Tuesday, January 10, 2017

Griffith, Michael. Bibliophilia (New York: Arcade Publishing, 2003) p. 1-136.
This novella, published with five short stories, concerns a university in New Orleans. Myrtle is a recently hired reference librarian who lost her job as librarian at a law firm after long years of service. The head of the university library, Mort Bozeman, is obsessed with controlling reading material of a prurient nature. He keeps all such books (the list is long and includes books of art reproductions, Rabelais, and Oscar Wilde) in a locked case behind his desk. Readers need to come and explain to him why they want to check them out.
Mort becomes convinced that students are engaging in sexual acts in the library. He assigns Myrtle the task of patrolling the stacks and curtailing this behavior. To this end Myrtle acquires a very large flashlight and enrolls in a bouncer class at a local bar.
Myrtle was something of a wild girl in her own college years. She recalls the librarian of her time, Miss Ivy Berryhill,

... who had seemed to Myrtle the brittlest husk of womanhood imaginable. Miss Berryhill wore her never-cut gray-yellow hair thickly braided and crossed and recrossed over the top of her head. The braids looked like ship's hawsers, ropes as broad as a longshoreman's arm and as strong. The only changes in her appearance over the years seemed to be the addition of ever more plaits and coils and a tiny shift, perhaps (there were those, boosters of her myth, who would dispute this), in the ratio of gray to yellow. She was Medusa tightly corseted, her serpenty tresses tamed and snugged in with two dozen hairpins. Her forehead was stretched taut, and every blink or scowl looked like it might set off a chain reaction of popping pins. Miss Berryhill wore sack dresses that appeared to have been made of bedspreads thriftily resurrected; she took austere pleasure in sucking lemon-menthol candies that swathed her in an aura of medicine chest, lightly sweetened.
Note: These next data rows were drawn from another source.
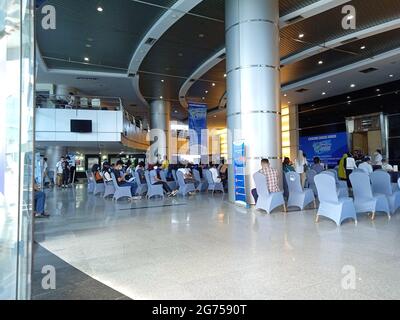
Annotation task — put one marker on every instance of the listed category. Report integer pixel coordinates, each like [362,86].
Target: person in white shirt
[366,166]
[386,166]
[300,165]
[215,174]
[378,158]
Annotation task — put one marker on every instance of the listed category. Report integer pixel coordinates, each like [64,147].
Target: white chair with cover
[342,191]
[153,190]
[213,186]
[203,184]
[311,183]
[298,197]
[331,206]
[267,201]
[171,184]
[184,188]
[381,184]
[142,187]
[120,192]
[364,199]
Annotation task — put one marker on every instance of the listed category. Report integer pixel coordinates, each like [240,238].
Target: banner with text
[328,147]
[197,129]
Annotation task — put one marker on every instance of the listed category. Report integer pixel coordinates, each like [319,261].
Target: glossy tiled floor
[205,248]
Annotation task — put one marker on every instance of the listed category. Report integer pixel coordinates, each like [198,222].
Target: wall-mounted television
[81,126]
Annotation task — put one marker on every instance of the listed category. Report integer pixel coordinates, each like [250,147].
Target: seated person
[317,166]
[366,166]
[287,165]
[156,180]
[40,201]
[120,177]
[386,166]
[215,174]
[140,172]
[107,172]
[187,176]
[96,173]
[271,176]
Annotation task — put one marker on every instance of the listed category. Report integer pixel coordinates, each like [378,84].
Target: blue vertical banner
[239,166]
[198,123]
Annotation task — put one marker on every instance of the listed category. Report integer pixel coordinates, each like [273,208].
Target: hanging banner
[239,165]
[198,123]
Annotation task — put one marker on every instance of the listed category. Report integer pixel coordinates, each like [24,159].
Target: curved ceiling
[112,38]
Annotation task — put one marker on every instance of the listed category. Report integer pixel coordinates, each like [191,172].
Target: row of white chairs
[372,194]
[149,190]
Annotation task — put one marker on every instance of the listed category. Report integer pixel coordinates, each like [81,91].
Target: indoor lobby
[203,150]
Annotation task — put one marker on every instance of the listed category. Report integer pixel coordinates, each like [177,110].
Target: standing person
[45,173]
[287,165]
[65,174]
[120,177]
[271,176]
[350,166]
[165,163]
[378,158]
[59,171]
[317,166]
[72,169]
[300,165]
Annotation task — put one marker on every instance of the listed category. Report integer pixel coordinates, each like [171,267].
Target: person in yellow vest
[165,163]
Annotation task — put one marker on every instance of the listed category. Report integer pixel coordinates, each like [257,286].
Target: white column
[160,126]
[253,83]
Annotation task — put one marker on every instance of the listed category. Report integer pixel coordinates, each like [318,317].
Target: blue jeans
[133,186]
[40,200]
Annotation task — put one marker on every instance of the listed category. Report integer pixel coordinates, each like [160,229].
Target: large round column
[160,122]
[253,84]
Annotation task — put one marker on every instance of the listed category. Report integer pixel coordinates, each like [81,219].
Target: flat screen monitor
[81,126]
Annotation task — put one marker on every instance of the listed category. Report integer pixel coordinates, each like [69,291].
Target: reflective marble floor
[203,247]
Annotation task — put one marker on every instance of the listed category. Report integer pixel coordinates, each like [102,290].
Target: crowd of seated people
[125,174]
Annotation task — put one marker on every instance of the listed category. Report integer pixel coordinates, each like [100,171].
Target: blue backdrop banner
[197,123]
[329,147]
[239,165]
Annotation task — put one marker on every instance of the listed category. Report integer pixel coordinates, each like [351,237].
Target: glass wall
[16,146]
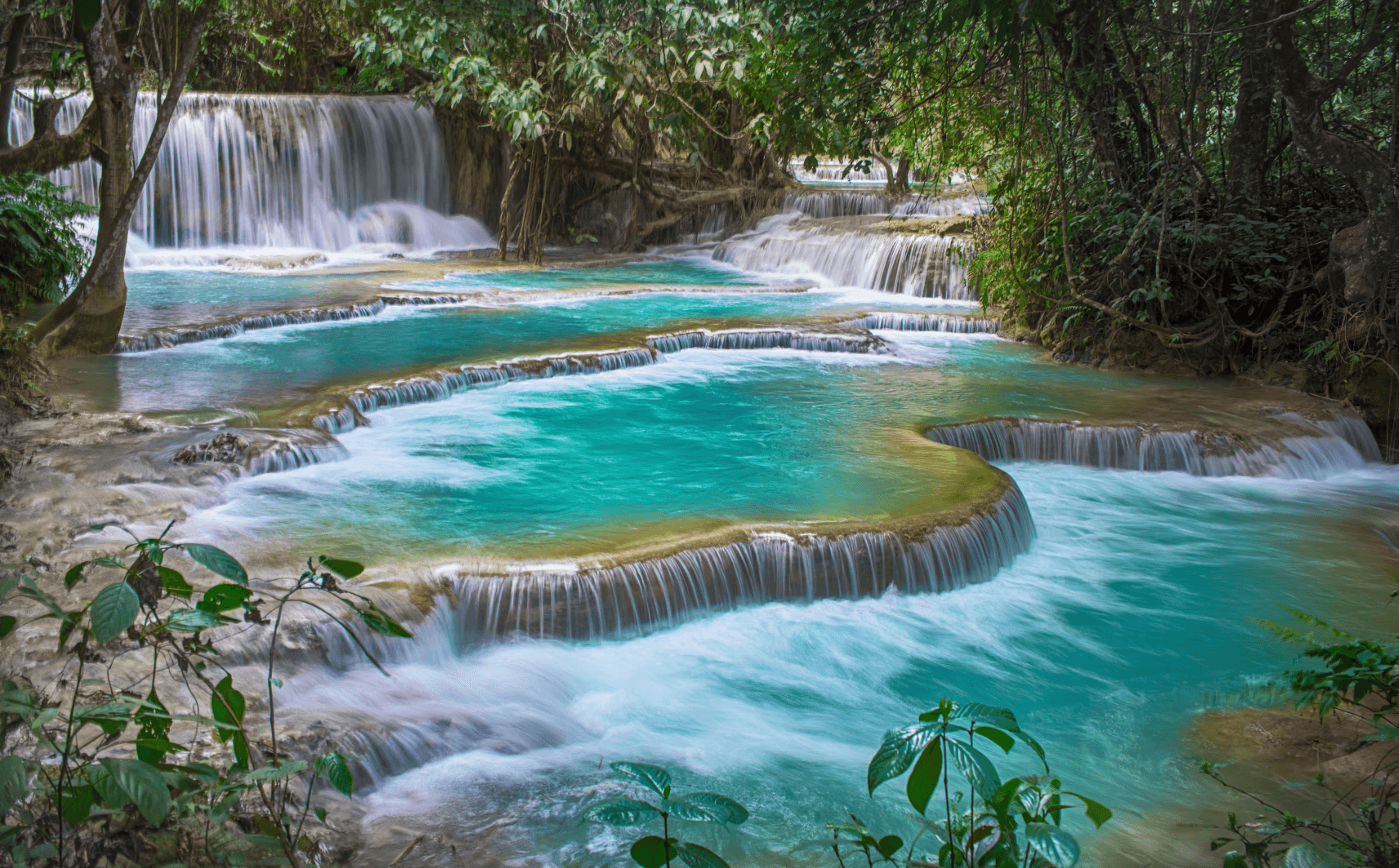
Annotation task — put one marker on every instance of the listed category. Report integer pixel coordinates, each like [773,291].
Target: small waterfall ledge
[442,385]
[1303,448]
[901,256]
[928,321]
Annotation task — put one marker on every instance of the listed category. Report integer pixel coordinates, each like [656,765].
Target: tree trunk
[1361,256]
[90,317]
[1248,157]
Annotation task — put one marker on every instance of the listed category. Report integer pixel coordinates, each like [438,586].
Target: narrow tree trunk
[1248,154]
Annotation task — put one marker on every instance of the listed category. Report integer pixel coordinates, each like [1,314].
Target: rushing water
[1128,613]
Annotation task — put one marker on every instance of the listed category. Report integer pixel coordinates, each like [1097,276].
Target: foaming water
[260,170]
[1081,636]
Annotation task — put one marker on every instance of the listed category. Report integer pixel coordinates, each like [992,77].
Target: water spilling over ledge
[444,383]
[1301,448]
[767,566]
[855,203]
[322,172]
[905,256]
[929,321]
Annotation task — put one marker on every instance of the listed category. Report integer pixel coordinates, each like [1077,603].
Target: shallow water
[1128,615]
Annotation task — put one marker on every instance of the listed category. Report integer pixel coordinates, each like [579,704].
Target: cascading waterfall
[925,266]
[323,172]
[929,321]
[766,339]
[856,203]
[164,339]
[444,385]
[1140,448]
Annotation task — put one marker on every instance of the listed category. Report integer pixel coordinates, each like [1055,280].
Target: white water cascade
[321,172]
[908,263]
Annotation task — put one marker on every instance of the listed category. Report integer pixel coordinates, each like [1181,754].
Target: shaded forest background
[1199,186]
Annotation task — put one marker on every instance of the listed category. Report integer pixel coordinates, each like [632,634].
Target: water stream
[519,423]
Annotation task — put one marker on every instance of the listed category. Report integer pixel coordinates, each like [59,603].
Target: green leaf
[621,813]
[975,768]
[926,775]
[174,583]
[229,706]
[107,787]
[997,737]
[722,805]
[217,560]
[652,852]
[1307,856]
[193,621]
[695,856]
[346,569]
[651,777]
[144,785]
[113,609]
[78,804]
[156,727]
[223,597]
[87,13]
[1099,814]
[1054,844]
[380,622]
[336,768]
[74,575]
[890,844]
[14,782]
[897,752]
She was lean and hard-edged, a battle-ax in button-up shoes, and she had the longest, yellowest, most spatulate fingers Myrtle had ever seen, as if made – natural selection at work – for the task of violent shushing, at which Miss Berryhill was singularly gifted." (p. 29-30).

With her new assignment Myrtle fears she is becoming Miss Berryhill.

Another member of the library staff is Seti, a student from Egypt who is very idealistic and confused by American culture.